I have modified the Avahi-based discovery tool to use Dysnomia's expression generator as well.

Also, the DisnixOS toolset can generate infrastructure models from networked NixOS configurations).

Discussion

In this blog post, I have described the result of a number of major internal changes to Disnix that make the containers concept a first class citizen. Fortunately, from an external perspective the changes are minor, but still backwards incompatible -- we must follow a new convention for the infrastructure model and refer to the target properties of inter-dependency parameters in a slightly different way.

In return you will get:

  • A more intuitive notation . As explained, we do not only deploy to a machine, but also to a container hosted on the machine. Now the deployment models and corresponding visualizations reflect this concept.
  • More control and power . We can deploy to multiple containers of the same type on the same machine, e.g. we can have two MySQL DBMSes on the same machine.
  • More correctness . When activating or deactivating a service all infrastructure properties were propagated as parameters to the corresponding Dysnomia module. Why does mysql-database module needs to know about a postgresql-database and vice versa? Now Dysnomia modules only get to know what they need to know.
  • Discovery . We can generate the infrastructure model from Dysnomia container configuration hosted on the target machines with relative ease.

A major caveat is that deployment planning (implemented in the Dynamic Disnix framework) can also potentially be extended from machine-level to container-level.

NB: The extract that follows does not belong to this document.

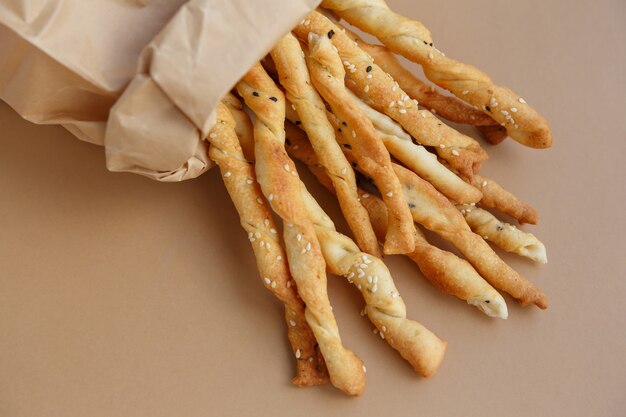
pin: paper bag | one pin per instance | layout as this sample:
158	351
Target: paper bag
141	77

At the moment, I did make these modifications. This means that Dynamic Disnix can still generate distribution models, but only on machine level. As a consequence, Dynamic Disnix only allows a user to refer to a target's machine-level properties (i.e. the properties attribute in the infrastructure model) for deployment planning purposes, and not to any container-specific properties.

Container-level deployment planning is also something I intend to support at some point in the future.

Availability

The new notational conventions and containers concepts are part of the development version of Disnix and will become available in the next release. Moreover, I have modified the Disnix examples to use the new notations.